Bunny hugged her friend and started walking quickly for home. She had a mission and was itching to get to her computer.
Chapter Twenty-Five
…the Lord is righteous; he loves justice – Psalm 11:7
Bunny worked at her computer until quite late on Sunday night. Her quest to discover what happened to the vile Givens had turned up some interesting results and despite her promise not to talk about it unless she was asked, Bunny was eager to share the news as soon as Naidenne opened her office the next day.
“Good morning! Naidenne, are you here?” Bunny called out as she stepped into the property management office.
“Hi, Bunny. What brings you here so early on a Monday morning?”
“I have the most marvelous news and I just couldn’t wait to tell you everything I’ve uncovered about the Evangelist of Evil.”
“I thought you were going to wait until I feel ready to hear about him.”
“Oh, you are ready to hear this, believe me.
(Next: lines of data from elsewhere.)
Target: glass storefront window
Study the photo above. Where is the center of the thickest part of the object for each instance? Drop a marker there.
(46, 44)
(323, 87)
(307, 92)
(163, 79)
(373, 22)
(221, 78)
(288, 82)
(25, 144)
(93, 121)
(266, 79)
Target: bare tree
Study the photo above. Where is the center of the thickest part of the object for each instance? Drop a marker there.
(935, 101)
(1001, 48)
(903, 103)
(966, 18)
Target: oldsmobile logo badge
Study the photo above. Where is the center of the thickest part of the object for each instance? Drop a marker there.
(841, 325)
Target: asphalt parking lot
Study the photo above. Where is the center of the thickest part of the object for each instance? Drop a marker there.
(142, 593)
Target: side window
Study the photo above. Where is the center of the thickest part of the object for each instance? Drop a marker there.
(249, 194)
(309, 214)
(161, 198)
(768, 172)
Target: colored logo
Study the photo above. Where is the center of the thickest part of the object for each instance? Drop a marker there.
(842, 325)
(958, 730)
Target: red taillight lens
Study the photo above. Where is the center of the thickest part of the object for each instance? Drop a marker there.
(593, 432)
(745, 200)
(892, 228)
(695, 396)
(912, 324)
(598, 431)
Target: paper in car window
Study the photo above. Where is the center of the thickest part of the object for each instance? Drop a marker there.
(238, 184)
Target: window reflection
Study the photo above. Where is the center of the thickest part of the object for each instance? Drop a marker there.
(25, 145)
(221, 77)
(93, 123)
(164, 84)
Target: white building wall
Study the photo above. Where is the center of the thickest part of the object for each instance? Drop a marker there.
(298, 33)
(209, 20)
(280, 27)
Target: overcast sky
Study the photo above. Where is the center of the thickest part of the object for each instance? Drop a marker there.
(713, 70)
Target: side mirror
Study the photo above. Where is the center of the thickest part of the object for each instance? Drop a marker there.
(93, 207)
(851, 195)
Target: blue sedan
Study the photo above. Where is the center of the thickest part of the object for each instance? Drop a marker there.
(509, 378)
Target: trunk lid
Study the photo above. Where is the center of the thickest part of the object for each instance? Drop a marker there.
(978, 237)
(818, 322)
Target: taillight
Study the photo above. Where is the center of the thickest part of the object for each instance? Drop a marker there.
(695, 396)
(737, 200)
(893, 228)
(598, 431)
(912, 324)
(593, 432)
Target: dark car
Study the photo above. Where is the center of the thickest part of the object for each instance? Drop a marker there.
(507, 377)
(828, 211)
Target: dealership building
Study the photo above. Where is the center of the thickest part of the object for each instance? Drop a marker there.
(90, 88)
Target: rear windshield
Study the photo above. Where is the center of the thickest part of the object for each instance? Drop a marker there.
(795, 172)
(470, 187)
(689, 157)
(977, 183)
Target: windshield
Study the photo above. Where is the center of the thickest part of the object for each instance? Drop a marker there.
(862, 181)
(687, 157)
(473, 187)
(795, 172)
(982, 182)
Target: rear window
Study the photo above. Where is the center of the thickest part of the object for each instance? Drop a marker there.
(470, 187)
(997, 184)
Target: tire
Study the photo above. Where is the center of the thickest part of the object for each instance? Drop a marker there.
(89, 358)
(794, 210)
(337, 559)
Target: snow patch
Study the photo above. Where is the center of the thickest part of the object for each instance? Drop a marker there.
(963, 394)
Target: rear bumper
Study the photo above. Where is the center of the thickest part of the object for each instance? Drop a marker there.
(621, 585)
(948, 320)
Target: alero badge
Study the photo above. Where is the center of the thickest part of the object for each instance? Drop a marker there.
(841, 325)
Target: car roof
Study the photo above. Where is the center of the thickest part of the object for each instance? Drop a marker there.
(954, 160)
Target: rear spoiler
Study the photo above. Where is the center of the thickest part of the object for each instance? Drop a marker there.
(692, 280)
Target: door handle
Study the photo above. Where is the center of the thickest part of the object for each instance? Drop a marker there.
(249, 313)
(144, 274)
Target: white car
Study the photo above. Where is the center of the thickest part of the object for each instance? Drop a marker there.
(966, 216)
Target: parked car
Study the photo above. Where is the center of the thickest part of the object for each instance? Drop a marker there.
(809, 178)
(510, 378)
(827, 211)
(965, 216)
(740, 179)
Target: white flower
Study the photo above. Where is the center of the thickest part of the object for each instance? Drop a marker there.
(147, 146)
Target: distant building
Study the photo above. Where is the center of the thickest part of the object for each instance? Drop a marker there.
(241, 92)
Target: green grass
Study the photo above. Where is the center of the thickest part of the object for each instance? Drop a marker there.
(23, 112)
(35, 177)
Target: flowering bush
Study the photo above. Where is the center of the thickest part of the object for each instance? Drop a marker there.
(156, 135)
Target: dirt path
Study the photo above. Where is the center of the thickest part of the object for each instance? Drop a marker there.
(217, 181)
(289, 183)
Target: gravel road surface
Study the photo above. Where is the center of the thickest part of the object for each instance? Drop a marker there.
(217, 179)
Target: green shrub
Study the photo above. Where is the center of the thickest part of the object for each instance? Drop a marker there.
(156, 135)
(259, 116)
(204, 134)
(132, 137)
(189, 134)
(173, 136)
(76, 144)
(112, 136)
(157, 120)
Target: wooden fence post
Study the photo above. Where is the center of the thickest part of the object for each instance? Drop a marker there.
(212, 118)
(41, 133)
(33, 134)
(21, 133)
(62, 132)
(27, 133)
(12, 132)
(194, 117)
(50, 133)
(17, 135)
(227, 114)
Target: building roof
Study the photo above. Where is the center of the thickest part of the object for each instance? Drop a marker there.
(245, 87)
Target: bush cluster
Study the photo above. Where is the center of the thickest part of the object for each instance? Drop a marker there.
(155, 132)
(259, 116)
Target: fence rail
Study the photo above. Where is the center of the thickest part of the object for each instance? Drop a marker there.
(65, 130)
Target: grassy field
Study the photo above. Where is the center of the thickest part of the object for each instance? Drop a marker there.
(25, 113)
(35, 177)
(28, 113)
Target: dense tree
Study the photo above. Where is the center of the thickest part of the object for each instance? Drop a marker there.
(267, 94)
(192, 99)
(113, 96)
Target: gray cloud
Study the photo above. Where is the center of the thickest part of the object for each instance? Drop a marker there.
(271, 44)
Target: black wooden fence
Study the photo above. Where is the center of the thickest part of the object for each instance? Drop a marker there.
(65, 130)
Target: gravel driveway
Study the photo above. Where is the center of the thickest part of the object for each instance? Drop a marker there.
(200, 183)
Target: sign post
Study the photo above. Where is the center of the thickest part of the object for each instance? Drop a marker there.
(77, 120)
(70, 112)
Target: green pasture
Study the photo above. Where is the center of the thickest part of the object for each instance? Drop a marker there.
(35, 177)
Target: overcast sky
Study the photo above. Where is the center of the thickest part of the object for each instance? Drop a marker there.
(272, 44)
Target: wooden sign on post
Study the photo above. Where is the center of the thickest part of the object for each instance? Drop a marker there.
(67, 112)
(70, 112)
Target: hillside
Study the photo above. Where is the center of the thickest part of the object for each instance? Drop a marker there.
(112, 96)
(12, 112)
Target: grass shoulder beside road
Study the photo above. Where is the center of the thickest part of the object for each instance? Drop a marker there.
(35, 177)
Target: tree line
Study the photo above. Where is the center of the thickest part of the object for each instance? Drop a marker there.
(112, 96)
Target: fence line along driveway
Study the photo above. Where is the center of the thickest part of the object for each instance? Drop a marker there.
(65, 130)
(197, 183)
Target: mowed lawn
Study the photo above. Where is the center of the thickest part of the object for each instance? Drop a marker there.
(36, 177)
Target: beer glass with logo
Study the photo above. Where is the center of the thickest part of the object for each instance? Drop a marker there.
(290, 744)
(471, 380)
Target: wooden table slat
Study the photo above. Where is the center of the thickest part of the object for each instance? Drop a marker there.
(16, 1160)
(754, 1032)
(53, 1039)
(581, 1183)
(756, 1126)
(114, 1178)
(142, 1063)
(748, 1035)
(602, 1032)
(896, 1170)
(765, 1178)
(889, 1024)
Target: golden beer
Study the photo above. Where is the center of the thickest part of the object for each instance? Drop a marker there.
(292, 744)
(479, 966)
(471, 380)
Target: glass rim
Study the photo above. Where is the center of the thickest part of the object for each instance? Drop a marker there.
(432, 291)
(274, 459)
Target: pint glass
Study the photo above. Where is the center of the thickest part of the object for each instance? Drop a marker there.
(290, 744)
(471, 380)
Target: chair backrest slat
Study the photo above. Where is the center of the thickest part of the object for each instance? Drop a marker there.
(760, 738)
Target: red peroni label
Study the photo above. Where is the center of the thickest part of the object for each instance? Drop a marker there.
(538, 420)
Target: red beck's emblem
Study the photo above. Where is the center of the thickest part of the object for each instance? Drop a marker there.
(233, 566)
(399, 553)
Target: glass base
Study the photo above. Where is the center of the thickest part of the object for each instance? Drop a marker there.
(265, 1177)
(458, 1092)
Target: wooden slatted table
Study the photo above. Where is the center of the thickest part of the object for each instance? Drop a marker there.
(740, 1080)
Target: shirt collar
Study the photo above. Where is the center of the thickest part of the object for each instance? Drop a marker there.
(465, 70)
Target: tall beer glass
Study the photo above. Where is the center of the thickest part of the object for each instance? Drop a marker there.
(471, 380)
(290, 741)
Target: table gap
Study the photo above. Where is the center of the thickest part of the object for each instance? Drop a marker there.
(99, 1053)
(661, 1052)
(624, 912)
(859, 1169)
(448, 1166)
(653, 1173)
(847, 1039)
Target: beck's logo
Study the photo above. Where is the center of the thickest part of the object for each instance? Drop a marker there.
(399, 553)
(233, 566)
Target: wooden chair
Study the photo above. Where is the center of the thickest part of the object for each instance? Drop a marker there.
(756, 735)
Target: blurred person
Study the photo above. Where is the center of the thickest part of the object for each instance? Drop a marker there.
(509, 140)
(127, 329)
Let me get a cup of coffee while you turn on your computer, then you will see it all with your own eyes.”
Naidenne looked skeptical as she sat down and got her computer running, but she was also obviously curious.
“The first couple of hits I got were old revival meeting notices, as I’d expected, but then I found a series of news reports, like this one,” Bunny was sitting at Naidenne’s desk, browsing the Internet as she spoke, and turned the monitor so that Naidenne could see where she was pointing. Displayed on the screen were twenty-five-year-old news accounts of the arrest and conviction of a certain Pentecostal evangelist for child pornography and a variety of other sex crimes against young girls.
Naidenne gasped as she read the details.
Tears were streaming down her cheeks by the time Bunny brought up the obituary telling of the man’s death in prison after serving only five years of his sentence.
“Thank you!” Naidenne gasped out between sobs as she was overcome by a wave of emotions.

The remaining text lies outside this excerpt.